In 1808, after twenty years of settling and establishing their homes and enterprise on Norfolk Island, my ancestors were evacuated on political whim to Tasmania. Described by John Pascoe Fawkner as fine axemen, among many other attributes, they put their hard-won skills to rebuilding their homes and enterprise in the new settlement on the Derwent. Generations followed, hewing timber homes and utensils for comfortable self-sustaining living. In one family’s move in the early 1900s from Bruny Island to northwest Tasmania their piano was encased in family milled timber to protect it on the rail journey from southeast to northwest. Some of that casing was redesigned to be the kitchen table at Edith Creek, and now, five generations on, that table lives on in the northeast Tasmanian home of my little toddler.
I love working with timber. I’ve planted, cut, milled, and created with timber. It’s my relaxation and joy. When I was eight years old I saved my pocket money to buy my first power tool. It’s a keyhole saw – I still have it.

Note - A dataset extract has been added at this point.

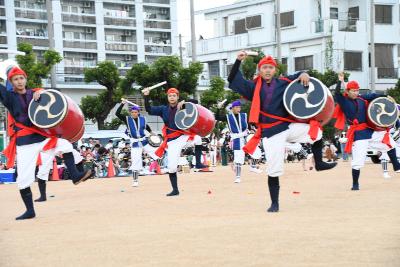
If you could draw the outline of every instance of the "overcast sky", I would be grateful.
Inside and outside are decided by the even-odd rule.
[[[234,3],[235,0],[194,0],[194,10],[202,10]],[[190,1],[177,0],[178,7],[178,33],[182,34],[182,45],[190,41]],[[205,21],[203,15],[196,16],[196,39],[200,34],[204,38],[213,36],[212,21]]]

The forests supported hundreds of Tasmanian timber millers until the late 1900s hungry maw of export changed their living. Now, more than ever, those remaining old growth forests must be protected. As an occasional arborist and miller my niche is in ethically removing trees for homeowners and farmers. They call for me when their tree endangers the home, or has overgrown a fence line, or the council has condemned the tree. After removal I mill it with my portable mill. There’s not much in it. I get a few slabs that are great for cabinetmakers, or some timber for carpenters, and there plenty left over for designing into end grain cutting and serving boards. They tell me there’s no money in it – but I love it, it’s my passion.